On Fri, 15 Nov 2024, Richard Sandiford wrote:

> Richard Biener <rguent...@suse.de> writes:
> > The following ensures that peeling a single iteration for gaps is
> > sufficient by enforcing niter masking (partial vector use) given
> > we cannot (always) statically decide when the vector size isn't known.
> > The condition guarding this and thus statically giving a pass in
> > some cases for VL vectors is questionable, the patch doesn't address
> > this.
> >
> > This fixes a set of known failout from enabling
> > --param vect-force-slp=1 by default.
> >
> > Bootstrapped and tested on x86_64-unknown-linux-gnu.
> >
> >     PR tree-optimization/117558
> >     * tree-vectorizer.h (_loop_vec_info::must_use_partial_vectors_p): New.
> >     (LOOP_VINFO_MUST_USE_PARTIAL_VECTORS_P): Likewise.
> >     * tree-vect-loop.cc (_loop_vec_info::_loop_vec_info): Initialize
> >     must_use_partial_vectors_p.
> >     (vect_determine_partial_vectors_and_peeling): Enforce it.
> >     (vect_analyze_loop_2): Reset before restarting.

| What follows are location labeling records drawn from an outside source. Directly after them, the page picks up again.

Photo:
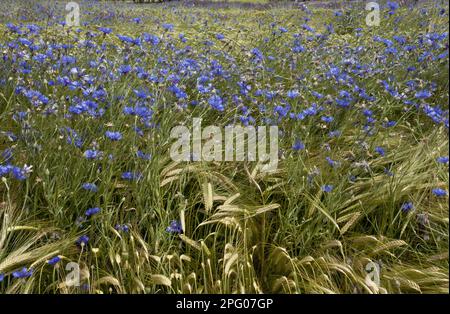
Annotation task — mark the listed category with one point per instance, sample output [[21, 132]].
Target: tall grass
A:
[[243, 231]]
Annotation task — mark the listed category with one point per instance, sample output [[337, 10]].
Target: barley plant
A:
[[92, 202]]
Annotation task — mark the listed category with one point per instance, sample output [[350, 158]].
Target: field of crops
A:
[[92, 200]]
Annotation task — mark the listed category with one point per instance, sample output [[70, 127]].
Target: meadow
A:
[[92, 202]]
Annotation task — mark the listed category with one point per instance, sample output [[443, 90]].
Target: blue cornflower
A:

> >     * tree-vect-stmts.cc (get_group_load_store_type): When peeling
> >     a single gap iteration cannot be determined safe statically
> >     enforce the use of partial vectors.
> 
> LGTM.  Just to make sure I understand...
> 
> > ---
> >  gcc/tree-vect-loop.cc  | 13 ++++++++++++-
> >  gcc/tree-vect-stmts.cc | 24 +++++++++++++++++++-----
> >  gcc/tree-vectorizer.h  |  4 ++++
> >  3 files changed, 35 insertions(+), 6 deletions(-)
> >
> > diff --git a/gcc/tree-vect-loop.cc b/gcc/tree-vect-loop.cc
> > index c67248e851d..18c4fa1d000 100644
> > --- a/gcc/tree-vect-loop.cc
> > +++ b/gcc/tree-vect-loop.cc
> > @@ -1059,6 +1059,7 @@ _loop_vec_info::_loop_vec_info (class loop *loop_in, 
> > vec_info_shared *shared)
> >      inner_loop_cost_factor (param_vect_inner_loop_cost_factor),
> >      vectorizable (false),
> >      can_use_partial_vectors_p (param_vect_partial_vector_usage != 0),
> > +    must_use_partial_vectors_p (false),
> >      using_partial_vectors_p (false),
> >      using_decrementing_iv_p (false),
> >      using_select_vl_p (false),
> > @@ -2679,7 +2680,10 @@ vect_determine_partial_vectors_and_peeling 
> > (loop_vec_info loop_vinfo)
> >    LOOP_VINFO_USING_PARTIAL_VECTORS_P (loop_vinfo) = false;
> >    LOOP_VINFO_EPIL_USING_PARTIAL_VECTORS_P (loop_vinfo) = false;
> >    if (LOOP_VINFO_CAN_USE_PARTIAL_VECTORS_P (loop_vinfo)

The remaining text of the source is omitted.